# Yelp Sentiment CSV
266 Summer 2024
Kevin Kuc, 

The data is publically available here:
*   https://huggingface.co/datasets/Yelp/yelp_review_full


**Data Dictionary**

1.   'text': The review texts are escaped using double quotes ("), and any internal double quote is escaped by 2 double quotes ("").
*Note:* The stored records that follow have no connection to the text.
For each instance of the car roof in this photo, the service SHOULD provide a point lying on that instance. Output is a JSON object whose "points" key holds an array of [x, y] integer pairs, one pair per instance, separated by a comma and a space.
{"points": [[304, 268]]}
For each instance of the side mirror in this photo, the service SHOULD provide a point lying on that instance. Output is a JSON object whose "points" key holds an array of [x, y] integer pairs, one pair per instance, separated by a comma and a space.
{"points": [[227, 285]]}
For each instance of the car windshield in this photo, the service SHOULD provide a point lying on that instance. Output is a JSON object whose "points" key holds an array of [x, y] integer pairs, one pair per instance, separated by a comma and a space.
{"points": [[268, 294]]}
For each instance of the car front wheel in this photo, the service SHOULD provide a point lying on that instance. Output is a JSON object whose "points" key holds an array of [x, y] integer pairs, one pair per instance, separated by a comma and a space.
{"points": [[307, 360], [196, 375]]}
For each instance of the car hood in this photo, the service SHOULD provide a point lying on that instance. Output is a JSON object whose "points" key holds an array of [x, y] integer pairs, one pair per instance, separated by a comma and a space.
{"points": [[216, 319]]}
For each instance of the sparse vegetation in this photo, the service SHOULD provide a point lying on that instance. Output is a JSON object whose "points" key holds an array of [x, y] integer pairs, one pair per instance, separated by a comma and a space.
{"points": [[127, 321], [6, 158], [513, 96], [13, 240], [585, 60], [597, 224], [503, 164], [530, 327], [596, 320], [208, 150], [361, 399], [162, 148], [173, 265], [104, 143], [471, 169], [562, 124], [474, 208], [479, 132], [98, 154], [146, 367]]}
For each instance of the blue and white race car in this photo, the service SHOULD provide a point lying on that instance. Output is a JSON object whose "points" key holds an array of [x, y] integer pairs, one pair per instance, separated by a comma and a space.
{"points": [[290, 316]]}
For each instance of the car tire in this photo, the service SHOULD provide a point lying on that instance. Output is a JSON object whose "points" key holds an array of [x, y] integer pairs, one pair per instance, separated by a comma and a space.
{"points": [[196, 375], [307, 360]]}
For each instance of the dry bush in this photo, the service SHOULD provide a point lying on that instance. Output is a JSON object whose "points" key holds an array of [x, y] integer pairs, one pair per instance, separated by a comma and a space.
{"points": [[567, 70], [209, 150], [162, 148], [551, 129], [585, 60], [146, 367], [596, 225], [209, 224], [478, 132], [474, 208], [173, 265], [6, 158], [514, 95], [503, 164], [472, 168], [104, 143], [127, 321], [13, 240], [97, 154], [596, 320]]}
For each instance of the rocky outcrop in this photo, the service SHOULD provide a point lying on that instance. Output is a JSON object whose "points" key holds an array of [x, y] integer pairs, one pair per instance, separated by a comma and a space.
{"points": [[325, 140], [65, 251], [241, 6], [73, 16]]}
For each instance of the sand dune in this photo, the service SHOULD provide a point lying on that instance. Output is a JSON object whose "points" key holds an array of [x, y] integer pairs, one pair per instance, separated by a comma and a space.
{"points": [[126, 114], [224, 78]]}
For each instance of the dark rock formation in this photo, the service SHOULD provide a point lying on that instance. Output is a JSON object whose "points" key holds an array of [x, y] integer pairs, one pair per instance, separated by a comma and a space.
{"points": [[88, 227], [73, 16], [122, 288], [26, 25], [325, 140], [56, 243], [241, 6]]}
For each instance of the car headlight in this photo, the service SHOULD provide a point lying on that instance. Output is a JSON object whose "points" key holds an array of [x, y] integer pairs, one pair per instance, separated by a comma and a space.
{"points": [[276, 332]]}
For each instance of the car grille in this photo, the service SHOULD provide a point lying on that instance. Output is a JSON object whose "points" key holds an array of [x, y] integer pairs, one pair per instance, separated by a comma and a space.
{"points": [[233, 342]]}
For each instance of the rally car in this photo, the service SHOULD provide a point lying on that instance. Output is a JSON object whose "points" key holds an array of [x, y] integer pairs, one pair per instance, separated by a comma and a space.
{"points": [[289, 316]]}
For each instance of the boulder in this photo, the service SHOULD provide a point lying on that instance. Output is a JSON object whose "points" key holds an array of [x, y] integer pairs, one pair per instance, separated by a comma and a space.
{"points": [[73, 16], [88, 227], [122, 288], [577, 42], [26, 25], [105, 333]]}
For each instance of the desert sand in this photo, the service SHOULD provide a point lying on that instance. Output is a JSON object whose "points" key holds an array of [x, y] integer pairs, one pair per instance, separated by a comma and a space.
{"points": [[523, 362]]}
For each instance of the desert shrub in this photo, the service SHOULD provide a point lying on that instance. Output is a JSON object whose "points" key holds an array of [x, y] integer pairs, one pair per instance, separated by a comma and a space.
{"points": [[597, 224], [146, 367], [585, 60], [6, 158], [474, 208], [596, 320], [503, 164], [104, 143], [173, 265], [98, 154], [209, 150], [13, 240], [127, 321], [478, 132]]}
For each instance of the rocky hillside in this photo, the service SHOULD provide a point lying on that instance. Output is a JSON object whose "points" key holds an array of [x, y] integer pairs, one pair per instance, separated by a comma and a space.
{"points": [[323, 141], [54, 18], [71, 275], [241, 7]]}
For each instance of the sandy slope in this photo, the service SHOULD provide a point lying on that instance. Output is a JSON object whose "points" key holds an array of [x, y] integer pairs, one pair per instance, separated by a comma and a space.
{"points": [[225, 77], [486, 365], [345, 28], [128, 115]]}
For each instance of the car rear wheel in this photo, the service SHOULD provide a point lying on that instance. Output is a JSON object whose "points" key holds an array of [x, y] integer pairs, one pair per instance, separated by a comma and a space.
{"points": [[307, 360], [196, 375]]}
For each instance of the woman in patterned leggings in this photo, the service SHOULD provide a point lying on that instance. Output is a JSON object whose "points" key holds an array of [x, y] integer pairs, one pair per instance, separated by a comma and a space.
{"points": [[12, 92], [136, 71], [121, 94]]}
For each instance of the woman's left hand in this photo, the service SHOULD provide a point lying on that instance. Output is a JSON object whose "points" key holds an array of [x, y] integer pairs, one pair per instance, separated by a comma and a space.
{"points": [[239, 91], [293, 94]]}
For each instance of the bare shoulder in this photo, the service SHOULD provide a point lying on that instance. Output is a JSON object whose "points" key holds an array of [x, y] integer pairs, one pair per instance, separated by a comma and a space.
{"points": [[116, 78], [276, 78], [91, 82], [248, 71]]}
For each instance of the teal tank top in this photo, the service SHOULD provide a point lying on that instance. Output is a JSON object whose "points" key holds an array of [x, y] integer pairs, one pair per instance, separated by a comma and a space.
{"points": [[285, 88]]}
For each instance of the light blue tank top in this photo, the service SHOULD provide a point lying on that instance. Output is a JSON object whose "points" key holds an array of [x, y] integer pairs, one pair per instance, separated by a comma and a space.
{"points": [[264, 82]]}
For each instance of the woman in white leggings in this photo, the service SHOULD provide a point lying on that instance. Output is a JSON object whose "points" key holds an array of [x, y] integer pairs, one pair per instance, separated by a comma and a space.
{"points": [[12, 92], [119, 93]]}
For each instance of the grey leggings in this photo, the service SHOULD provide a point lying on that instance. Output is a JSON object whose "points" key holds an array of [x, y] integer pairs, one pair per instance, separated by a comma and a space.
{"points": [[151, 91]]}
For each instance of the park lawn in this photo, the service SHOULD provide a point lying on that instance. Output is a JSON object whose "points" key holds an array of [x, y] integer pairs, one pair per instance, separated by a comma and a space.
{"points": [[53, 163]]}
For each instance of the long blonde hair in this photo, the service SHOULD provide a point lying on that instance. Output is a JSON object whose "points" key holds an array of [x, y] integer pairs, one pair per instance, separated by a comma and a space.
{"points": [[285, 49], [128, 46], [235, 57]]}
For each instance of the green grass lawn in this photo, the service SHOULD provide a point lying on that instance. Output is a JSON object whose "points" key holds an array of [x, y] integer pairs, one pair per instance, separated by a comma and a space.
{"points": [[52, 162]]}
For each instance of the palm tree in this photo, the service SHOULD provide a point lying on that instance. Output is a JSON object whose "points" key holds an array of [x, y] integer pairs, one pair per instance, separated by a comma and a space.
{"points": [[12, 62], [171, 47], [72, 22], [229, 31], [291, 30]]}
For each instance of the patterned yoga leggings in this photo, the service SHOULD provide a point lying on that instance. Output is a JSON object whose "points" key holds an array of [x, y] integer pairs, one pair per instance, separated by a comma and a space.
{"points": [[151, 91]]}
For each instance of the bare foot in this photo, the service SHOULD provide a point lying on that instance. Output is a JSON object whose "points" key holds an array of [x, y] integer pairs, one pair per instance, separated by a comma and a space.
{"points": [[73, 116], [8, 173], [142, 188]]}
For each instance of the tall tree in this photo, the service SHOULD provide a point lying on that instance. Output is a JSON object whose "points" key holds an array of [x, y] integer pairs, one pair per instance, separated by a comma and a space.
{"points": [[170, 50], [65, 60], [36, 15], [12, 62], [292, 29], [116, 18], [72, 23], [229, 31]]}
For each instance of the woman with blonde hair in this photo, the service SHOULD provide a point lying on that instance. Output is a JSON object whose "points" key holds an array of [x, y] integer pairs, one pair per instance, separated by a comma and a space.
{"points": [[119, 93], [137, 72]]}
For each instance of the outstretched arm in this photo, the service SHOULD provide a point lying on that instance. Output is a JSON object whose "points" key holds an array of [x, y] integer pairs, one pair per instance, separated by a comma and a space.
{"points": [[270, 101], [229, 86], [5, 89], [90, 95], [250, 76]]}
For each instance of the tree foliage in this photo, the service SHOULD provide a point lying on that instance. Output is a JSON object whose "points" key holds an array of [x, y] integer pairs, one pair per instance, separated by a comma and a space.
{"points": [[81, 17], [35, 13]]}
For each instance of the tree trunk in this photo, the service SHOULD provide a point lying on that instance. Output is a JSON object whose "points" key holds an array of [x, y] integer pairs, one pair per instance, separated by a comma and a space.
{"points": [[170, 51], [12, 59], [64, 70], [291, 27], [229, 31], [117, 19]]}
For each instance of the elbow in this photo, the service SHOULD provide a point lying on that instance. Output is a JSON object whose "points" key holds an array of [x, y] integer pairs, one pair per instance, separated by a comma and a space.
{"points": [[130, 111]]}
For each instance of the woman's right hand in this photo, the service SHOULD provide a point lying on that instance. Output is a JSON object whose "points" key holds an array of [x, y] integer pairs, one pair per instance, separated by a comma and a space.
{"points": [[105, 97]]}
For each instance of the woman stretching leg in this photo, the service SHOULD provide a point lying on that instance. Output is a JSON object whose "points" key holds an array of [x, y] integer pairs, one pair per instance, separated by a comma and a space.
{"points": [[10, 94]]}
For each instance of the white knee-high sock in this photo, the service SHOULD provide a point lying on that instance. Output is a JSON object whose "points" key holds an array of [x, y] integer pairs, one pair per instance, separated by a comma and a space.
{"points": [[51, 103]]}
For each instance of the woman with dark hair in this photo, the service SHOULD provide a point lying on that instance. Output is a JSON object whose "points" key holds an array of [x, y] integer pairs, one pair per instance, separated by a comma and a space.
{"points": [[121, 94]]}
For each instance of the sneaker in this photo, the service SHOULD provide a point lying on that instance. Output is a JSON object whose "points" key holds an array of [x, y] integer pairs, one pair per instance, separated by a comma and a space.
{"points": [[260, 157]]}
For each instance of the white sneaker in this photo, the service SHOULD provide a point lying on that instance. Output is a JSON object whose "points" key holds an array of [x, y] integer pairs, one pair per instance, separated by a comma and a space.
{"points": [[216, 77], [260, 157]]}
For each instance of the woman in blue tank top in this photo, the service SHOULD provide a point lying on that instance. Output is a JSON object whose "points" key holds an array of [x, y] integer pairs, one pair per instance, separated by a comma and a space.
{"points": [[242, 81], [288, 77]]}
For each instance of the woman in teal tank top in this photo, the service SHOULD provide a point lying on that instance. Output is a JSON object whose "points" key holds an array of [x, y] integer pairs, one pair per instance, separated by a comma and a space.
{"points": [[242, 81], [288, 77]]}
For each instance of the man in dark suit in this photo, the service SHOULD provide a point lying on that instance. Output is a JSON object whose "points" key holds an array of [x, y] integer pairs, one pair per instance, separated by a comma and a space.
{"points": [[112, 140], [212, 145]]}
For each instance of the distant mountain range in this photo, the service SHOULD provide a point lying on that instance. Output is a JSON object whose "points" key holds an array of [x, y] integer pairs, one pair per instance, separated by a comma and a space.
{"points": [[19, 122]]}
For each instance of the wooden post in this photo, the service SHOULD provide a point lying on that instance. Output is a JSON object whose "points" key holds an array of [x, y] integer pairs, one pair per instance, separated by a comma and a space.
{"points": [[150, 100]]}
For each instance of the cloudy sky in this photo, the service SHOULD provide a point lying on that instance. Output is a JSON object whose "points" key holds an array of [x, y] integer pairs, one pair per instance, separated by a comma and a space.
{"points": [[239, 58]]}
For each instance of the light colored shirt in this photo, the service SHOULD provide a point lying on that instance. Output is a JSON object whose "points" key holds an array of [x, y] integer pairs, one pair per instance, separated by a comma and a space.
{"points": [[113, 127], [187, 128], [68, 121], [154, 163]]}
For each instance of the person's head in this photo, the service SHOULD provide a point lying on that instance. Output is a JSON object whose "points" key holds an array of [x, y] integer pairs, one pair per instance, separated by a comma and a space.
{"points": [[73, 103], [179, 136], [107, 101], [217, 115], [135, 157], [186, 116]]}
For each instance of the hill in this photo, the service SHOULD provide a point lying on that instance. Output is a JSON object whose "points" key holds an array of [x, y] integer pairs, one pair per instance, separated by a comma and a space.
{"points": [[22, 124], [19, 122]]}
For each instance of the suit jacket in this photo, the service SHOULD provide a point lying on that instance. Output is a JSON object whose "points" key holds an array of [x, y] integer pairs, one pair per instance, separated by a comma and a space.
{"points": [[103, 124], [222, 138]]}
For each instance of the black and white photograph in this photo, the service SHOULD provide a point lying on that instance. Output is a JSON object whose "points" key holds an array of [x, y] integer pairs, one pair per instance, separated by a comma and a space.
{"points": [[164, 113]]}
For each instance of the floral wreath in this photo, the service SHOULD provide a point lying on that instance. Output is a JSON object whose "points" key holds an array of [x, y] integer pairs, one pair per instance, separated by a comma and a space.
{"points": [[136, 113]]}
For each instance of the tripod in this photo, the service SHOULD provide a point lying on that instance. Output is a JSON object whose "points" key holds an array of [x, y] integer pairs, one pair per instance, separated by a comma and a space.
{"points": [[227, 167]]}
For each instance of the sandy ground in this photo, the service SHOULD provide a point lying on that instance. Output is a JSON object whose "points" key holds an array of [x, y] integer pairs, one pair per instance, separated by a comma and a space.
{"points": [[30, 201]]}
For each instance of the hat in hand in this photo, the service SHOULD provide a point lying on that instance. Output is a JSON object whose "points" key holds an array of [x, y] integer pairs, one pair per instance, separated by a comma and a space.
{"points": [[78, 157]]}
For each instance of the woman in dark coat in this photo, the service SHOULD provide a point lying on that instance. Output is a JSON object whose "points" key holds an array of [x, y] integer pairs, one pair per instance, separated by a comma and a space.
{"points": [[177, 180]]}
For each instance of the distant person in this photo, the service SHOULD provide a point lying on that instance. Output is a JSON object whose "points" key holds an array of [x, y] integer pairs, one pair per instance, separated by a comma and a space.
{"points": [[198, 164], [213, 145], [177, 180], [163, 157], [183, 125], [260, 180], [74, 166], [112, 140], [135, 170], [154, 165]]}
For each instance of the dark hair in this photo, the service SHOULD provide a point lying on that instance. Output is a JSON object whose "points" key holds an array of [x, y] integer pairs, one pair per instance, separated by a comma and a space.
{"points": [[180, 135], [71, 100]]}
New lines are escaped by a backslash followed with an "n" character, that is "\n".
2.   'label': Corresponds to the score associated with the review (between 1 and 5).

## Step 1: Import packages

In [1]:
import pandas as pd
import numpy as np
import csv
import copy
from datasets import load_dataset

# data preprocessing
from sklearn import preprocessing
from sklearn.utils import resample
from sklearn.model_selection import train_test_split
from sklearn.preprocessing import StandardScaler
from sklearn.decomposition import PCA
from sklearn.decomposition import KernelPCA
from sklearn.decomposition import IncrementalPCA
from numpy.random.mtrand import binomial
import random
import string
from nltk.corpus import stopwords
from contractions import fix

# exploratory analysis
import matplotlib.pyplot as plt
from matplotlib import cm
from matplotlib.colors import ListedColormap, LinearSegmentedColormap
import mlxtend
from mlxtend.plotting import scatterplotmatrix
from mlxtend.plotting import heatmap
import seaborn as sns
from IPython.display import Image
from textblob import TextBlob
from wordcloud import WordCloud

# model fit
import statsmodels.api as sm
#import tensorflow as tf
#from tensorflow import keras
#from keras import metrics
#from tensorflow.keras import initializers


# ignore warnings (libraries are rapidly changing)
import warnings
warnings.filterwarnings('ignore')
warnings.filterwarnings("ignore", category=UserWarning, module="matplotlib")

# These commands below set some options for pandas and to have matplotlib show the charts in the notebook
pd.set_option('display.max_rows', 1000)
pd.set_option('display.max_columns', None)
pd.options.display.float_format = '{:,.2f}'.format
pd.options.mode.chained_assignment = None  # default='warn'

  from .autonotebook import tqdm as notebook_tqdm


## Step 2: Read data

In [2]:
dataset = load_dataset('yelp_review_full')
df_train = dataset['train'].to_pandas()
df_test = dataset['test'].to_pandas()

#### Step 3.1: Preprocess Text

In [3]:
def preprocess_review(review):
    """Ensures the input is a string, converts it to lovercase, removes puncuation, 
    keeps alphabetical words only, remove any whitespaces"""
    if isinstance(review, list):
        review = ' '.join(review)
    review = review.lower()
    review = ''.join([char for char in review if char not in string.punctuation])
    review = ' '.join([word for word in review.split() if word.isalpha()])
    review = ' '.join(review.split())
    return review

df_train['text'] = df_train['text'].apply(preprocess_review)
df_test['text'] = df_test['text'].apply(preprocess_review)

#### Step 3.1.1: Adjust text length

In [4]:
#sampled_df['text_length'] = sampled_df['text'].apply(len)

# Calculate the average text length
#average_length = sampled_df['text_length'].mean()
#sampled_df = sampled_df[(sampled_df['text_length'] > (average_length-300)) & (sampled_df['text_length'] < (average_length+300))]
#sampled_df["label"].value_counts().sort_index()

#### Step 3.5: Export Model

In [5]:
# Export to csv
df_train.to_csv('train_allstars.csv', index=False)
df_test.to_csv('test_allstars.csv', index=False)